Controlled testing

Topic: Controlled testing (Read 23912 times) previous topic - next topic

0 Members and 1 Guest are viewing this topic.

Controlled testing

2013-02-19 22:30:11

I know bias-controlled testing is brought up when discussing amps, CDPs and cables, but the testing methodology itself is almost never explained in detail to the laymen - ie a step by step tutorial. I think it would great if people could do this kind of testing at home for themselves. My question is, is it possible for anyone to do or does it require extensive know-how to get right?

Let's assume you wanted to test two amplifiers or two DACs - to the amateur, what is he in for? How complicated is the process? This thread is really just to outline what is required so that others can do the testing at home.

Controlled testing

Reply #1 – 2013-02-20 11:03:50

I see this forum does not get much activity. Perhaps the general section would have resulted in quicker replies.

Controlled testing

Reply #2 – 2013-02-20 13:17:07

Quote from: Yahzi on 2013-02-19 22:30:11

I know bias-controlled testing is brought up when discussing amps, CDPs and cables, but the testing methodology itself is almost never explained in detail to the laymen - ie a step by step tutorial. I think it would great if people could do this kind of testing at home for themselves. My question is, is it possible for anyone to do or does it require extensive know-how to get right?

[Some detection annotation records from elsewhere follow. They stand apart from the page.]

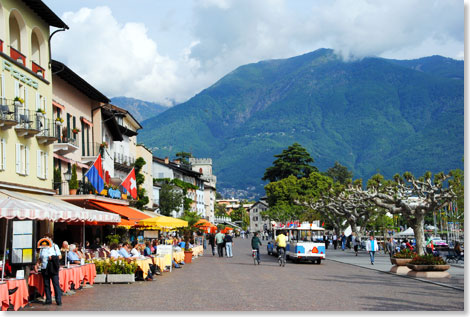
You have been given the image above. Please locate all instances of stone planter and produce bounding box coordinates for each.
[406,264,450,272]
[106,274,135,284]
[390,258,413,266]
[406,263,450,278]
[95,274,106,284]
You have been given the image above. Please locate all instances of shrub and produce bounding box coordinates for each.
[392,249,418,259]
[410,254,447,265]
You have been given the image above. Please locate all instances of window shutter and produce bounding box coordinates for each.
[36,92,41,110]
[24,146,29,175]
[16,143,21,173]
[36,150,42,178]
[44,153,49,179]
[2,139,7,170]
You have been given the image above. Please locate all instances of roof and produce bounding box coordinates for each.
[22,0,69,29]
[51,60,110,102]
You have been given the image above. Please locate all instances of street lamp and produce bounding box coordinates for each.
[64,171,72,182]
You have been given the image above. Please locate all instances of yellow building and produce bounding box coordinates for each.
[0,0,68,194]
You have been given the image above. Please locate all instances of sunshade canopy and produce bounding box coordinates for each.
[137,216,188,228]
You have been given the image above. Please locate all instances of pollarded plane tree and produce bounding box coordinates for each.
[363,172,457,255]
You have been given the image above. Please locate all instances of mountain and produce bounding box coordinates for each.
[138,49,464,195]
[111,97,168,122]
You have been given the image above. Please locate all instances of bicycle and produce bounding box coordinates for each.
[277,248,286,266]
[251,249,259,265]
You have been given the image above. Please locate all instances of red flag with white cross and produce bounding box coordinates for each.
[121,169,137,199]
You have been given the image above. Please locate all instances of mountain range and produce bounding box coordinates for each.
[111,97,168,122]
[138,49,464,195]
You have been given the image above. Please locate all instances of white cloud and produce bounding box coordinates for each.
[52,0,464,104]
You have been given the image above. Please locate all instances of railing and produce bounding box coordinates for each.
[31,62,46,78]
[10,46,26,67]
[114,152,135,166]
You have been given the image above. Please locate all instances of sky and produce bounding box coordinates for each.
[44,0,464,106]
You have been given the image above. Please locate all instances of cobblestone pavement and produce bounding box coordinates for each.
[24,238,464,311]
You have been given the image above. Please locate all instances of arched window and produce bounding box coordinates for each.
[9,14,21,52]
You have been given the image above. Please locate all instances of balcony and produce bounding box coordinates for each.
[10,46,26,67]
[114,152,135,172]
[36,117,59,145]
[31,62,46,78]
[0,99,18,130]
[54,132,78,155]
[12,106,42,138]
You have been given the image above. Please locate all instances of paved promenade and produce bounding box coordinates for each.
[25,238,464,311]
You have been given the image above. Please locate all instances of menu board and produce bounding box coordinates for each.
[11,220,34,264]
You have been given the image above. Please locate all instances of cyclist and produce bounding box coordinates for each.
[251,232,262,264]
[276,232,287,263]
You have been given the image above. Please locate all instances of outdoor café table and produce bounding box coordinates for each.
[173,251,184,263]
[0,282,10,310]
[80,263,96,285]
[2,278,29,310]
[134,258,152,278]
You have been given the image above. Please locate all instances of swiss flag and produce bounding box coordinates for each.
[121,169,137,199]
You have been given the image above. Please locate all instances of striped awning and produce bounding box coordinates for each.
[0,189,121,224]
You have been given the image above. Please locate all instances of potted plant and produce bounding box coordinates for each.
[106,259,137,284]
[55,117,64,126]
[390,249,418,266]
[13,97,24,107]
[406,254,450,271]
[69,164,78,195]
[36,109,46,118]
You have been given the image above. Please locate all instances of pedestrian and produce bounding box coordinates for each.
[354,237,361,256]
[35,233,62,306]
[341,232,346,251]
[215,230,225,257]
[366,236,379,265]
[251,232,262,264]
[224,232,233,258]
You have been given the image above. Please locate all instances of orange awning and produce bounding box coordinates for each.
[90,200,151,226]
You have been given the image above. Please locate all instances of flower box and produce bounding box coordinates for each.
[390,258,413,266]
[95,274,106,284]
[106,274,135,284]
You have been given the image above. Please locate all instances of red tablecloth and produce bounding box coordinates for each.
[0,282,10,310]
[6,278,29,310]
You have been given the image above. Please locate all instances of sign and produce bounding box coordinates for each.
[10,220,34,264]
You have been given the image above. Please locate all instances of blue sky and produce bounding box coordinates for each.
[44,0,464,105]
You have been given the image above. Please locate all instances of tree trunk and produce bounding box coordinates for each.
[412,212,426,255]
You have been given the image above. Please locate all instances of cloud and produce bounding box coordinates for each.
[52,0,464,105]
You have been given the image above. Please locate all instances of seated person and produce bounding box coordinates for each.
[67,244,80,264]
[109,243,120,259]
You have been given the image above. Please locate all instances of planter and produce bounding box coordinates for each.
[184,251,193,263]
[390,258,413,266]
[106,274,135,284]
[406,264,450,272]
[95,274,106,284]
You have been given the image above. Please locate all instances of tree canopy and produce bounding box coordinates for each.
[262,143,318,182]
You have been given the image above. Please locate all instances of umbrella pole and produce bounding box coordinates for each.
[2,219,8,282]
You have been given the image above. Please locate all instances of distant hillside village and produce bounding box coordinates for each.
[0,1,223,225]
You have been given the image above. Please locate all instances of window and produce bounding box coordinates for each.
[0,139,7,171]
[16,143,29,176]
[36,150,49,179]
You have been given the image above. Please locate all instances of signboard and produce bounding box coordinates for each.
[10,220,35,264]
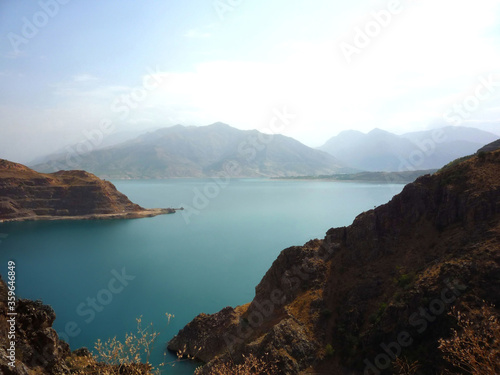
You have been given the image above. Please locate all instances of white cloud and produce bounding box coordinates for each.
[73,73,98,82]
[184,29,212,39]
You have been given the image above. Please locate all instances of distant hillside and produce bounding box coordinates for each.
[33,123,352,178]
[319,126,498,172]
[168,151,500,375]
[0,159,175,222]
[282,169,437,184]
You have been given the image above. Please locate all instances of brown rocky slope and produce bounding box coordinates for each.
[0,159,175,222]
[168,146,500,375]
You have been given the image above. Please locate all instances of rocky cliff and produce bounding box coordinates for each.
[168,147,500,374]
[0,277,70,375]
[0,159,175,221]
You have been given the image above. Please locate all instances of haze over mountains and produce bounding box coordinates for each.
[33,123,498,179]
[33,123,352,178]
[319,126,499,172]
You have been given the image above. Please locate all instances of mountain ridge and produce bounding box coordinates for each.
[168,142,500,375]
[33,123,352,179]
[318,126,498,172]
[0,159,175,222]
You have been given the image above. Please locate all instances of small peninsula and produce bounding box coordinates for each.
[0,159,175,222]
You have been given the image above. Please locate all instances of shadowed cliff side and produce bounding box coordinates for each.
[0,159,175,222]
[168,145,500,374]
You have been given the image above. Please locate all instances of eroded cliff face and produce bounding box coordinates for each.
[0,159,166,220]
[0,278,70,375]
[168,151,500,374]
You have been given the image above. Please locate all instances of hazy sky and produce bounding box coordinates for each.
[0,0,500,162]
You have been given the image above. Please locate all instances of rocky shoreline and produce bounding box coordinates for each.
[0,208,179,223]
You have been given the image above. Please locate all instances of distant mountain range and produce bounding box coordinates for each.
[319,126,499,172]
[33,123,353,179]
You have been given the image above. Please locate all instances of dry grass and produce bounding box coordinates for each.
[392,357,420,375]
[67,313,173,375]
[194,354,278,375]
[439,306,500,375]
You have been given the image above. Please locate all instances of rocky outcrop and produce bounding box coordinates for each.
[477,139,500,153]
[0,278,70,375]
[168,151,500,374]
[0,159,175,221]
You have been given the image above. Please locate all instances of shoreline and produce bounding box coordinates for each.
[0,208,183,223]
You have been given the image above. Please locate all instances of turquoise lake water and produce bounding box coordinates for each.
[0,179,403,374]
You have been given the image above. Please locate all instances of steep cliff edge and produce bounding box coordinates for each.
[0,159,175,222]
[168,151,500,374]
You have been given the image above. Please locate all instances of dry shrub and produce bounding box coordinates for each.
[439,305,500,375]
[194,354,278,375]
[392,357,420,375]
[67,313,173,375]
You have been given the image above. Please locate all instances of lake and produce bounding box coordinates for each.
[0,179,403,374]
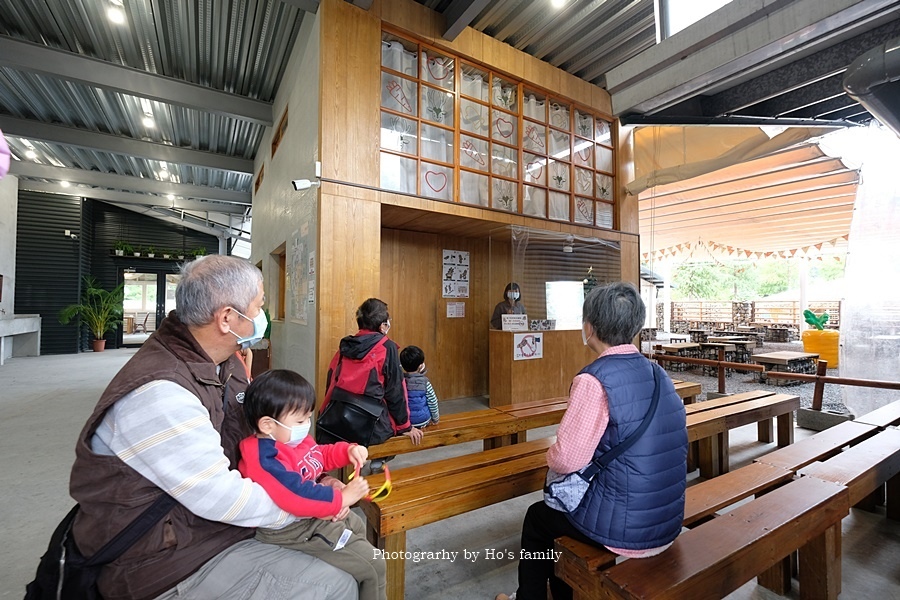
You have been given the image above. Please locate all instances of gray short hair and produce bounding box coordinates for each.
[582,281,647,346]
[175,254,262,327]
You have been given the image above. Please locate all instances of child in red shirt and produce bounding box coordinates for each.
[238,370,387,600]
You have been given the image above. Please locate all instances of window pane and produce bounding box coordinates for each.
[421,162,453,200]
[459,135,488,171]
[491,178,519,212]
[491,144,519,179]
[422,123,453,163]
[459,171,489,206]
[550,192,569,221]
[460,64,490,102]
[459,98,490,137]
[381,73,417,115]
[550,160,569,192]
[491,110,519,145]
[421,85,453,127]
[522,185,547,217]
[523,90,547,123]
[575,197,594,225]
[522,121,547,154]
[491,76,519,113]
[419,49,454,90]
[381,152,416,194]
[381,112,418,154]
[381,34,416,77]
[525,152,547,185]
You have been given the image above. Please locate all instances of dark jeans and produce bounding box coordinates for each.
[516,501,597,600]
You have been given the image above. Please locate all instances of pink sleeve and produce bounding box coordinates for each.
[547,373,609,473]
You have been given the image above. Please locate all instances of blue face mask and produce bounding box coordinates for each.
[231,309,269,350]
[272,419,309,448]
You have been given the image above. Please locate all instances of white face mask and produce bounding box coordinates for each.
[269,419,309,448]
[231,308,269,350]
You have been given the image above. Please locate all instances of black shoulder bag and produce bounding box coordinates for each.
[25,494,178,600]
[544,364,659,513]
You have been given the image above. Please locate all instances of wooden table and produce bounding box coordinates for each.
[752,351,819,385]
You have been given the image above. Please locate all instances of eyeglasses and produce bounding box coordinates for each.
[348,465,393,502]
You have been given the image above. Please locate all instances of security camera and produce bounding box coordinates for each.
[291,179,319,192]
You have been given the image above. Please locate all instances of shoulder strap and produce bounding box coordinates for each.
[85,493,178,567]
[581,361,659,481]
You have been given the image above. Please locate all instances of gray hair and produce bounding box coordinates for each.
[175,254,262,327]
[581,281,647,346]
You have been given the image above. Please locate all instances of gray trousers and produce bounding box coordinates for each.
[256,512,387,600]
[157,540,357,600]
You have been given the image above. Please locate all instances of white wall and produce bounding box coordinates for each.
[0,175,19,320]
[250,14,319,385]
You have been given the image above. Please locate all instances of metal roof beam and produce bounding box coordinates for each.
[441,0,490,42]
[281,0,319,14]
[0,115,253,175]
[0,35,273,127]
[10,160,251,212]
[19,178,246,214]
[702,19,900,116]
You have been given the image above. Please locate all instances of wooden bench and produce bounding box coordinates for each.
[359,437,556,600]
[756,421,879,471]
[798,428,900,520]
[685,390,800,478]
[556,477,850,600]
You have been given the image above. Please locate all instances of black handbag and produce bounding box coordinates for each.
[25,494,178,600]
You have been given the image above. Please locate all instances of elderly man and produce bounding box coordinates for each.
[496,282,688,600]
[69,256,357,600]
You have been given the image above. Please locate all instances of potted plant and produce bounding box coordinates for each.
[59,275,125,352]
[114,240,134,256]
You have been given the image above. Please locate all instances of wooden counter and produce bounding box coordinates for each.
[488,329,597,407]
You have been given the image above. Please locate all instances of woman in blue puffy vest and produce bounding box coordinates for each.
[496,282,688,600]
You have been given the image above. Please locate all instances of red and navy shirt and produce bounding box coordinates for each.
[238,436,351,519]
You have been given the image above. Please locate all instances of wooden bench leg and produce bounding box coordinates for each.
[800,522,841,600]
[777,411,794,448]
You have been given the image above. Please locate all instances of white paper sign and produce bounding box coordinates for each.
[447,302,466,319]
[441,249,469,298]
[513,333,544,360]
[500,315,528,331]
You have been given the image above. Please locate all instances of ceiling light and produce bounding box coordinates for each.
[106,8,125,25]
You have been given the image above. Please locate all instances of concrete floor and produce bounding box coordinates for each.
[0,349,900,600]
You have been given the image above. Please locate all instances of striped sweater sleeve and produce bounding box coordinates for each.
[425,379,441,423]
[91,381,296,529]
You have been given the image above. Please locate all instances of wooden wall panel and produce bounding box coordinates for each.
[379,229,492,400]
[319,0,381,186]
[316,194,381,399]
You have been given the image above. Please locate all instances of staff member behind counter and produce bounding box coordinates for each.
[491,282,527,329]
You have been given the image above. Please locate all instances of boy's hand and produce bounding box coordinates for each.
[403,427,425,446]
[347,446,369,469]
[338,477,369,514]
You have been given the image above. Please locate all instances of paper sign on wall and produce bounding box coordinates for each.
[441,249,469,298]
[513,333,544,360]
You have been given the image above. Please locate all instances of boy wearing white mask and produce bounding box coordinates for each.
[238,370,387,600]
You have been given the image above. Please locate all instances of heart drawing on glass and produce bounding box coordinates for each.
[462,140,485,167]
[425,171,447,192]
[384,79,412,113]
[428,58,453,81]
[494,117,513,138]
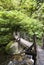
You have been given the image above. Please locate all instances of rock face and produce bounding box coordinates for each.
[8,55,33,65]
[6,42,22,55]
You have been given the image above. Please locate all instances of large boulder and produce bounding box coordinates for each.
[5,41,22,55]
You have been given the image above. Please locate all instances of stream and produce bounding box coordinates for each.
[0,52,33,65]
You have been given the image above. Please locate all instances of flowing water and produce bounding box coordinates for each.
[0,52,33,65]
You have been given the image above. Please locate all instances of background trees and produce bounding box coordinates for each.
[0,0,44,51]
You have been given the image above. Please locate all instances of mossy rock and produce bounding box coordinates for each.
[5,41,19,54]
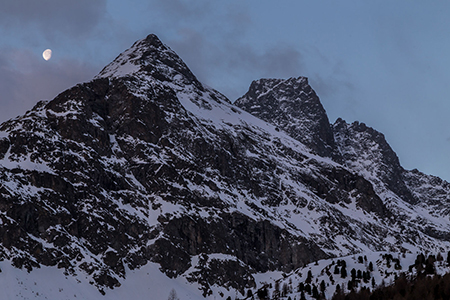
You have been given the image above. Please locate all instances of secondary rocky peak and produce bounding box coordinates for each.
[95,34,202,87]
[235,77,335,157]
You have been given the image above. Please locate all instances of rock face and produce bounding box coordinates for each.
[0,35,450,295]
[235,77,335,157]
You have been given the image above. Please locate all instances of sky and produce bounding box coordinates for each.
[0,0,450,181]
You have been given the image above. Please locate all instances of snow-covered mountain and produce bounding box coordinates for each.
[0,35,450,299]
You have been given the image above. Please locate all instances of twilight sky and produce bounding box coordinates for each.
[0,0,450,181]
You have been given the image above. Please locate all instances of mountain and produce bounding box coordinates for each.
[0,35,450,299]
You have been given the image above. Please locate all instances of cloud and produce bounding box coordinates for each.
[0,48,98,122]
[0,0,106,39]
[163,29,304,101]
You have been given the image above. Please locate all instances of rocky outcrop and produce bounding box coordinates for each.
[235,77,335,157]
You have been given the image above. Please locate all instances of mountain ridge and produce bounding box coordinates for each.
[0,35,450,296]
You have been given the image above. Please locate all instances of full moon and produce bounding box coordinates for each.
[42,49,52,60]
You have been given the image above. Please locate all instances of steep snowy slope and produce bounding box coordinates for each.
[0,35,450,297]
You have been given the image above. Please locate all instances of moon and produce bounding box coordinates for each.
[42,49,52,60]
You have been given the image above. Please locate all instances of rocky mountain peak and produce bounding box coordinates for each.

Let's assume you wanted to test two amplifiers or two DACs - to the amateur, what is he in for? How complicated is the process? This thread is really just to outline what is required so that others can do the testing at home.

I'll tell you how this was done in the past.

The following pages detail a hardware ABX comparator that was produced for a number of years several decades ago:

http://home.provide.net/~djcarlst/abx_hdwr.htm

Approximately 50 systems were sold.

A photograph of one of these systems can be found in the fairly recent Meyers and Moran JAES paper about high resolution audio.

Another more highly integrated ABX Comparator was produced in the 1990s by the well known professional audio power amplifier company QSC.

http://home.provide.net/~djcarlst/abx_qsc.htm

Some accounts suggest that from 100 to 200 systems were distributed, some to QSC amplifier dealers.

In the absence of further questions, the means for using the ABX Compator system I mentioned first seems to be self-evident.

Controlled testing

Reply #3 – 2013-02-20 16:07:01

An ABX comparator switch box is definitely the best way to go, however buying one today I suspect would be quite difficult. A quick search for a used one on ebay, I just did, also found nothing.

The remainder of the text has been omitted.